In vitro study.   First, we characterized the nature of the interaction (i.e., reversible or irreversible) between aspirin or naproxen and platelet COX-1 by assessing the capacity of increasing concentrations of exogenous AA to overwhelm the inhibitory effect of TXB₂ production by aspirin or naproxen in washed human platelets. Fresh peripheral blood from healthy volunteers who had not taken NSAIDs for 14 days was collected in Vacutainer tubes without heparin and was mixed with 10% (vol/vol) anticoagulant solution (65 mmol/l citric acid/85 mmol/l sodium citrate/2% glucose, pH 7.4). Washed platelets (1.5 x 10⁸ cells/ml), prepared as previously described (23), were incubated with increasing concentrations of aspirin (0.01 to 100 µmol/l), naproxen (0.01 to 100 µmol/l), or dimethyl sulfoxide vehicle (1 µl) for 25 min, and then 0.5 or 10 µmol/l of AA (Sigma Chemical Co., St. Louis, Missouri) was added for an additional 30 min at 37°C. To determine whether naproxen inhibited the acetylation of COX-1 by aspirin, we incubated an increasing concentration of naproxen (0.01 to 10 µmol/l) with washed platelets (1.5 x 10⁸ cells/ml) for 5 min before the addition of aspirin (10 or 100 µmol/l), and the incubation continued for additional 20 min at 37°C. The cells were washed twice with Hanks’ balanced salt solution supplemented with 25 mmol/l HEPES/10% anticoagulant solution to remove the reversible inhibitor. The platelets were then resuspended in 500 µl of Hanks’ balanced salt solution supplemented with 25 mmol/l HEPES, challenged with AA 10 µmol/l for 30 min at 37°C, and TXB₂ production was determined by radioimmunoassay (24). Under these experimental conditions, a detectable inhibition of platelet TXB₂ production was dependent on the chance of aspirin to acetylate COX-1.

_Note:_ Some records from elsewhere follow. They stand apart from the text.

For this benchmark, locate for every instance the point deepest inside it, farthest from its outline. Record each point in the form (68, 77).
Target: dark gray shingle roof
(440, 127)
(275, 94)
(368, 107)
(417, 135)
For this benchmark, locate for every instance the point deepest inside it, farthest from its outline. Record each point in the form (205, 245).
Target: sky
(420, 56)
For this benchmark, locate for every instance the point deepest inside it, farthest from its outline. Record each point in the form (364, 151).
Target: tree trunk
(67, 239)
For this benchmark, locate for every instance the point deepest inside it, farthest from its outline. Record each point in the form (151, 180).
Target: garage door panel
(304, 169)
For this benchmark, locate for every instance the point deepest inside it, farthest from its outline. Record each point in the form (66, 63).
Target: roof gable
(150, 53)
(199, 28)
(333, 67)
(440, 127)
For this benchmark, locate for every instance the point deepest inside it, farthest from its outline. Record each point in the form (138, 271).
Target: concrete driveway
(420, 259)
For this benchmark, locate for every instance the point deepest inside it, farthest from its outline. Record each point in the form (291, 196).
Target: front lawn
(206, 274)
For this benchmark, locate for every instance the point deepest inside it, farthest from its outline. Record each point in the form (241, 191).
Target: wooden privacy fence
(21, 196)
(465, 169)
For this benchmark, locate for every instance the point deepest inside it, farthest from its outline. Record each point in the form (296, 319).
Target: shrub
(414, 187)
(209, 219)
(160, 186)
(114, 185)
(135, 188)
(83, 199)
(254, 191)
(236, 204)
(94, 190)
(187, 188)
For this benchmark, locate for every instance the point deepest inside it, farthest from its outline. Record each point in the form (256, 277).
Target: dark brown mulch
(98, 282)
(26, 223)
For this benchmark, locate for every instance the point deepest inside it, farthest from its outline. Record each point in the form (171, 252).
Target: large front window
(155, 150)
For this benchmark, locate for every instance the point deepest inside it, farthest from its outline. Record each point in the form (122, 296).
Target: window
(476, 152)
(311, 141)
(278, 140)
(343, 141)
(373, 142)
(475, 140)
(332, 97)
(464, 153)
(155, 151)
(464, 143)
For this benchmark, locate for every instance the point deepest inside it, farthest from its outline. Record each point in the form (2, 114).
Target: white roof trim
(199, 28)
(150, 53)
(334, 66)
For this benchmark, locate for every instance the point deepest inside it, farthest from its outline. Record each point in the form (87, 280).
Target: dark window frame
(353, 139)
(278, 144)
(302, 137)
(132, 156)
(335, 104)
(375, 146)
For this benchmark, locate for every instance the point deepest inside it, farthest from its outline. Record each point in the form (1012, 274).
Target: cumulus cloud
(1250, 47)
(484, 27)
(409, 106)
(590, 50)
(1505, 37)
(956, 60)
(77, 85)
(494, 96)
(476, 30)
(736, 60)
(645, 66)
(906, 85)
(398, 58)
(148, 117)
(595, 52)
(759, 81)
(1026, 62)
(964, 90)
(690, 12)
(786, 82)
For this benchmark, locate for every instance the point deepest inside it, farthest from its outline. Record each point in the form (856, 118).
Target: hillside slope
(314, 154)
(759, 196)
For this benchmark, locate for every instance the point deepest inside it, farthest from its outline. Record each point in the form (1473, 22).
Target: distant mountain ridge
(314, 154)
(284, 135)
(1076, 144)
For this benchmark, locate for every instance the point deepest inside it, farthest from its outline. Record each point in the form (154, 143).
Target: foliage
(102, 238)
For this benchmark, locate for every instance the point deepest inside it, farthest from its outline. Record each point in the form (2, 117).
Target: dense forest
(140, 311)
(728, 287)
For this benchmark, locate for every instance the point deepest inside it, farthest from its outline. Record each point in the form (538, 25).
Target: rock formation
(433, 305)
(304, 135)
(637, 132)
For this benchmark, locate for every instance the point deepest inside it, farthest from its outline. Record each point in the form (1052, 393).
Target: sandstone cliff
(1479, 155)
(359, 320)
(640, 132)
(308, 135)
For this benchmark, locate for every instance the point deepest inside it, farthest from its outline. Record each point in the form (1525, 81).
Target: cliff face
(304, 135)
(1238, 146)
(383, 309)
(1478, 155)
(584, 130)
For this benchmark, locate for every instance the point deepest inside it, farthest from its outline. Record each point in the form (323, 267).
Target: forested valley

Clinical study: design, treatments, and assessment.   The potential interactions between low-dose aspirin and naproxen co-administered to four healthy subjects on platelet TX biosynthesis in vivo and ex vivo and platelet aggregation induced by AA (1 mmol/l) ex vivo (25) were evaluated in two different studies (Fig. 1). In the first study, uncoated aspirin (100 mg daily, at 8 AM) to be swallowed whole was given for 6 consecutive days, and then the combination of aspirin and naproxen was administered for further 6 days: aspirin was given 2 h before naproxen (500 mg BID, at 10 AM and 10 PM). After a washout period of 14 days, the treatments were administered in reverse order, i.e., low-dose aspirin (100 mg daily at 10 AM) was taken 2 h after naproxen (500 mg BID, at 8 AM and 8 PM) for further 6 days. Blood samples were collected before and at 2, 5, 14, and 26 h after the first study drug on the 6th, 12th, 27th, and 32nd study day to assess the inhibition of serum TXB₂ (a capacity index of platelet COX-1 activity) (24) and lipopolysaccharide-induced prostaglandin (PG)E₂ production (a capacity index of monocyte COX-2 activity) (26). Three consecutive urinary samples (time of collection: 0 to 6 h, 6 to 12 h, and 12 to 24 h were collected before treatment and on days 6, 12, 27, and 32 to evaluate the urinary excretion of 11-dehydro-TXB₂ (a major enzymatic metabolite of TXB₂ that is an index of TXA₂ biosynthesis in vivo) (27). In the second study, a single dose of aspirin (100 mg) and naproxen (500 mg) was administered concurrently to 5 healthy subjects, and peripheral blood samples were collected before and up to 14 days after dosing to assess the time-dependent inhibition and recovery of serum TXB₂ production and platelet aggregation ex vivo. Platelet aggregation induced by AA (1 mmol/l) was measured in platelet-rich plasma (25) using a Chrono-Log platelet aggregometer (Chrono-log Corp., Havertown, Pennsylvania), whereas immunoreactive TXB₂, PGE₂, and 11-dehydro-TXB₂ were measured by previously validated radioimmunoassay techniques (24,26,27).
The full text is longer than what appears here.